O que se pode dizer é que as contratações (Van der Heijden, Vejinovic, Elia, Kuyt), somadas à base já existente (Vermeer, Kongolo, El Ahmadi, Immers, o contratado em definitivo Kazim-Richards), formam um time de nível razoável o suficiente para focar-se na Eredivisie e, enfim, acabar com o jejum que já dura 16 anos. Um time que pode ser melhor do que o Ajax está, e que pode se igualar ao PSV. Em seu primeiro trabalho como técnico profissional, Van Bronckhorst tem de organizar o caminho para isso. A fanática torcida do Stadionclub confia. Desconfiando.

PSV

Técnico: Phillip Cocu

Destaque: Luuk de Jong (atacante)

Fique de olho: Jürgen Locadia e Steven Bergwijn (atacantes)

Temporada passada: campeão

Copas europeias: Liga dos Campeões (classificado para a fase de grupos)

Objetivo: título

Principais chegadas: Luuk Koopmans (G, FC Oss), Menno Koch (D, Dordrecht), Simon Poulsen (D, AZ), Davy Pröpper (M, Vitesse), Maxime Lestienne (A, Al Arabi-CAT) e Gastón Pereiro (A, Nacional-URU)

Principais saídas: Nigel Bertrams (G, Willem II), Przemyslaw Tyton (G, Stuttgart-ALE), Karim Rekik (D, Manchester City-ING – revendido ao Olympique Marseille-FRA), Abel Tamata (D, Groningen), Georginio Wijnaldum (M, Newcastle-ING), Mohamed Rayhi (A, NEC) e Memphis Depay (A, Manchester United-ING)

Todos os campeões holandeses dos últimos anos já se acostumaram: é ganhar o título e perder seus principais destaques. Não seria diferente com os Boeren, que já previam as saídas de Memphis Depay e Wijnaldum. Mas aí também veio a grande distinção que manteve o nível do elenco bom o suficiente para manterem-se como principais favoritos à conquista do Campeonato Holandês: a preparação antecipada dos reforços. Já durante a temporada passada, a diretoria agiu rapidamente e garantiu a contratação em definitivo de Isimat-Mirin (antes opção, o zagueiro francês haverá de ser titular com a saída de Rekik) e, principalmente, do fundamental Andrés Guardado.
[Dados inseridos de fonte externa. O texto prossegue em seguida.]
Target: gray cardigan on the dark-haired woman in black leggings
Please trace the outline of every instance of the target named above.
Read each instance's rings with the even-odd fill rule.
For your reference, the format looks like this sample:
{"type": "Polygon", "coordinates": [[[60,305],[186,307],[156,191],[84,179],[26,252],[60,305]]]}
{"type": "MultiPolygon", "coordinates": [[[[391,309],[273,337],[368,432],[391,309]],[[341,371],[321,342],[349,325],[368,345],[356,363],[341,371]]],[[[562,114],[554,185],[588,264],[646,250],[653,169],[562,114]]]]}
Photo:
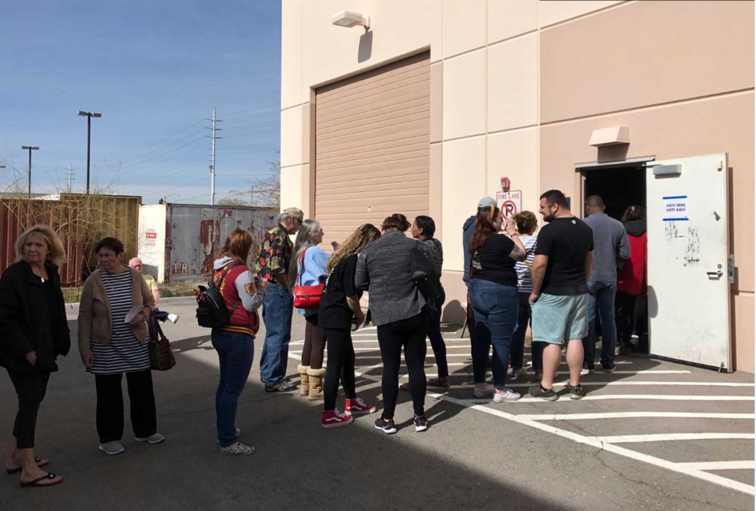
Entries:
{"type": "Polygon", "coordinates": [[[426,305],[412,282],[412,252],[418,246],[427,254],[423,243],[389,230],[358,257],[355,285],[370,292],[370,315],[376,326],[417,316],[426,305]]]}

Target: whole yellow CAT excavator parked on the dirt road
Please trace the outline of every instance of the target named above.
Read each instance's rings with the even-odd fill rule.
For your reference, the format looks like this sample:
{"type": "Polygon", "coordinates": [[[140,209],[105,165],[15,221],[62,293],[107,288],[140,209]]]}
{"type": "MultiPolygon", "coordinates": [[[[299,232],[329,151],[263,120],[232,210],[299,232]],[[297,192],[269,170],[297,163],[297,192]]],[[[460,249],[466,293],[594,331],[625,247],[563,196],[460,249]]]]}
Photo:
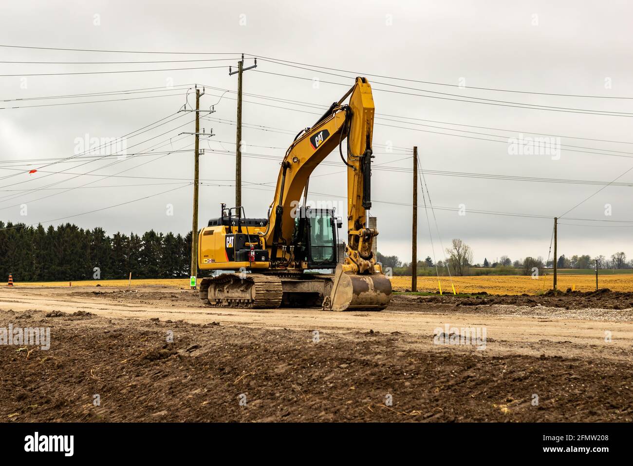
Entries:
{"type": "Polygon", "coordinates": [[[208,306],[315,307],[329,311],[381,311],[391,282],[372,252],[378,231],[367,228],[371,200],[372,87],[364,77],[303,129],[281,163],[266,218],[247,218],[243,207],[222,204],[220,217],[198,233],[198,268],[232,271],[200,282],[208,306]],[[343,102],[349,97],[349,103],[343,102]],[[347,138],[347,155],[342,152],[347,138]],[[348,174],[348,243],[339,261],[335,209],[306,205],[310,174],[337,146],[348,174]],[[303,204],[300,204],[303,195],[303,204]],[[342,257],[340,259],[343,259],[342,257]],[[342,263],[339,263],[342,262],[342,263]],[[334,274],[314,273],[335,269],[334,274]]]}

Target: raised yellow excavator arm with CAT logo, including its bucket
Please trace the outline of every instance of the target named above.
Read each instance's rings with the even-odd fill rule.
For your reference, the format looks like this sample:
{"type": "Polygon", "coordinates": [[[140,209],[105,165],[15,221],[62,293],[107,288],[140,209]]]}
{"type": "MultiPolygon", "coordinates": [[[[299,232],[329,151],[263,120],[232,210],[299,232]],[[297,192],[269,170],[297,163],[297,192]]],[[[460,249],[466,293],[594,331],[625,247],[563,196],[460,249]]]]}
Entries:
{"type": "Polygon", "coordinates": [[[268,228],[261,234],[270,251],[271,266],[290,261],[295,228],[294,212],[310,174],[338,146],[348,176],[348,244],[346,259],[337,266],[332,294],[324,309],[383,309],[389,302],[391,282],[382,274],[372,253],[378,231],[367,228],[371,209],[371,163],[373,133],[372,88],[357,77],[351,89],[332,104],[311,128],[303,130],[288,148],[282,161],[275,197],[270,205],[268,228]],[[348,105],[344,100],[349,96],[348,105]],[[347,138],[347,153],[342,142],[347,138]]]}

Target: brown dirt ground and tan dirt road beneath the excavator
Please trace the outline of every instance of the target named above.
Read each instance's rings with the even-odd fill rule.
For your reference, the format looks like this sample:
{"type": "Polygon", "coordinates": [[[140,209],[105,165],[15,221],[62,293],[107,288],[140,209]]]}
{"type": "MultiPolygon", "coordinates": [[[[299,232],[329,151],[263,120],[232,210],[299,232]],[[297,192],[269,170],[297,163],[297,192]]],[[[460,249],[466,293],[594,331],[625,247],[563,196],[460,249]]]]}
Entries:
{"type": "Polygon", "coordinates": [[[0,416],[630,420],[630,297],[598,298],[397,295],[381,313],[325,313],[213,309],[172,288],[0,288],[0,328],[51,327],[47,351],[0,346],[0,416]],[[467,327],[485,344],[434,339],[467,327]]]}

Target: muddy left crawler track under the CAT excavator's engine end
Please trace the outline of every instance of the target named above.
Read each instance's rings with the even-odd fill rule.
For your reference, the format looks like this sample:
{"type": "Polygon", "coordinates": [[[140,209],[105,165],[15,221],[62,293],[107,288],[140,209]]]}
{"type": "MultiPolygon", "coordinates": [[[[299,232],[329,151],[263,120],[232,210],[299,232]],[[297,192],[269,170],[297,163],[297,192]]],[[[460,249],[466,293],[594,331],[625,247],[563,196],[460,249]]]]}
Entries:
{"type": "Polygon", "coordinates": [[[259,273],[225,273],[200,282],[200,299],[207,306],[270,309],[282,301],[278,276],[259,273]]]}

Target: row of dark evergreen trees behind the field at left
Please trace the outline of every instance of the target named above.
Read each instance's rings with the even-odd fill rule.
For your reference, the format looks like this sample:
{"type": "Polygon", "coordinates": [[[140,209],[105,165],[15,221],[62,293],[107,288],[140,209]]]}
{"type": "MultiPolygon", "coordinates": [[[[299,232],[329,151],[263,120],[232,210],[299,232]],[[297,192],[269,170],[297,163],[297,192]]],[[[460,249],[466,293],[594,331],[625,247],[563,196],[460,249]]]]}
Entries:
{"type": "Polygon", "coordinates": [[[185,278],[191,266],[191,231],[186,236],[147,231],[106,235],[66,223],[45,229],[0,221],[0,277],[16,282],[185,278]]]}

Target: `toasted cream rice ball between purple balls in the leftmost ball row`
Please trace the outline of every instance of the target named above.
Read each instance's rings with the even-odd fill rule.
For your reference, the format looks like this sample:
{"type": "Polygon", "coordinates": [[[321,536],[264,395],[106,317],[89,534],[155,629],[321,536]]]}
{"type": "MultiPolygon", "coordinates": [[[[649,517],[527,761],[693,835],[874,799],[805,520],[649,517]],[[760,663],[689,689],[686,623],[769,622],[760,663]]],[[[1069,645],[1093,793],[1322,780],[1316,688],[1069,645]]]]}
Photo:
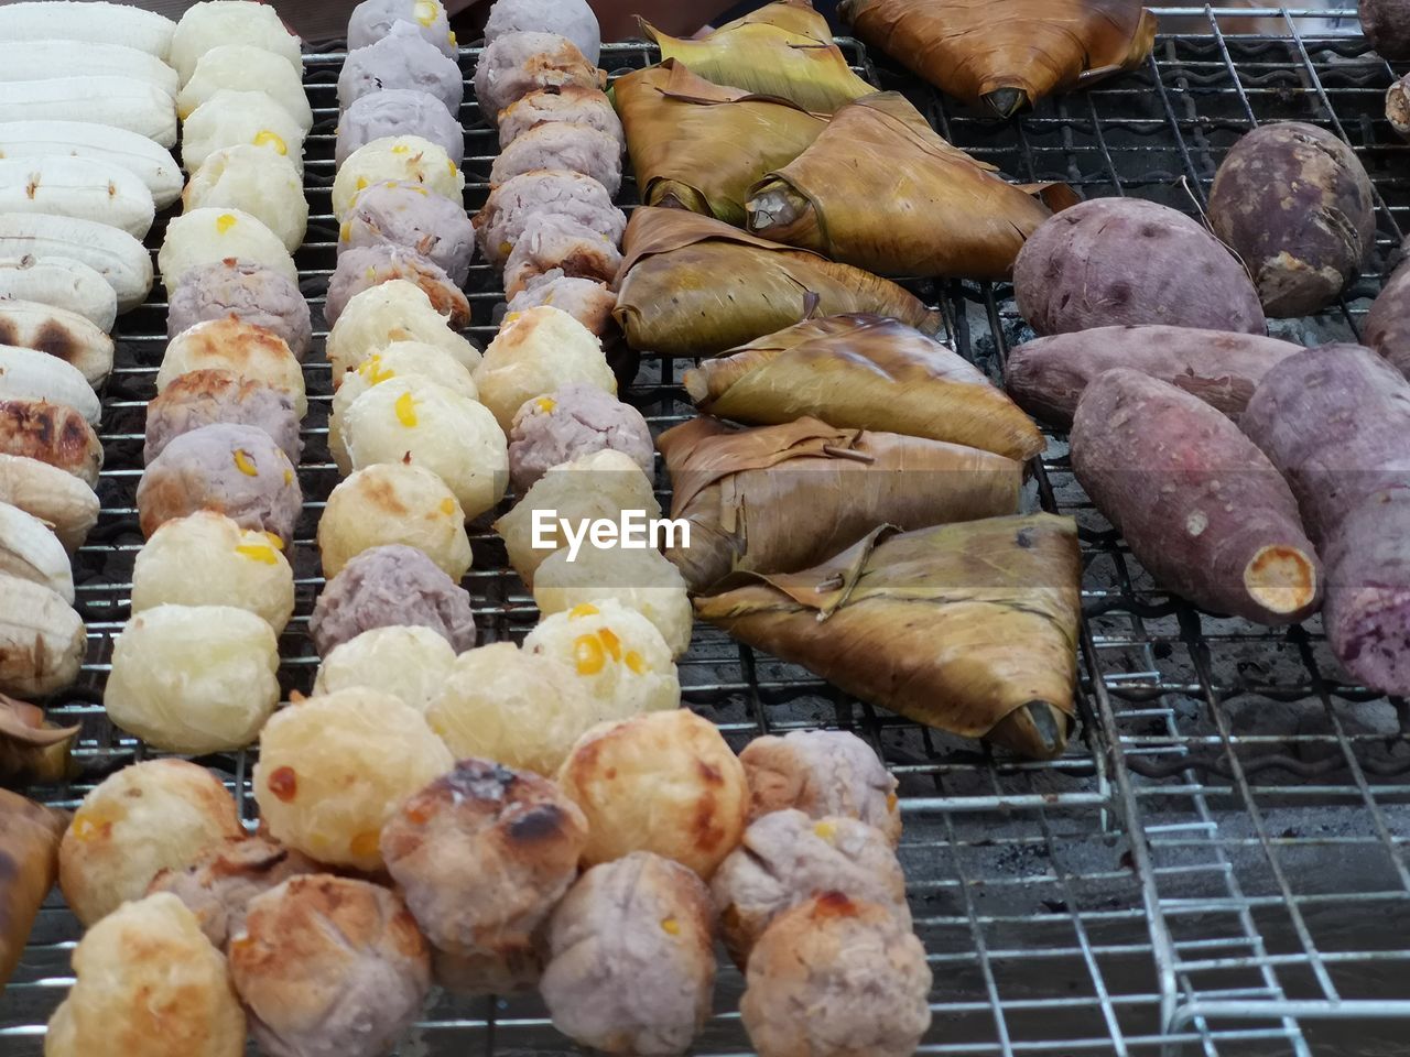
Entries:
{"type": "Polygon", "coordinates": [[[309,413],[303,368],[272,330],[228,317],[183,330],[166,342],[157,371],[157,392],[164,393],[168,385],[192,371],[230,371],[241,381],[289,393],[300,419],[309,413]]]}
De resto, bastaram contratações pontuais, mas bastante úteis. Jetro Willems está lesionado e perderá as primeiras rodadas? O experiente Simon Poulsen está mais do que capacitado para ocupar a lateral esquerda. Não há mais Wijnaldum, o elemento surpresa no ataque? Pröpper é um talento crescente no futebol holandês, que pode desabrochar em Eindhoven. Narsingh e Luuk de Jong precisam de parceiros no ataque? Pois bem, Lestienne é aposta que ainda pode funcionar, e Pereiro é promessa no futebol uruguaio. Sem contar os remanescentes do título que ainda têm muito a dar: Zoet, Bruma, Maher, Locadia (que até pretendia sair, mas aprovou na pré-temporada), o novato Steven Bergwijn… enfim, o PSV sabe que não tem nível para disputar de igual para igual com europeus (perdeu para Basel, Monaco e Valencia na pré-temporada…). É o que há para hoje. Mas, mesmo com menos destaque do que em 2014/15, larga na frente para este Campeonato Holandês.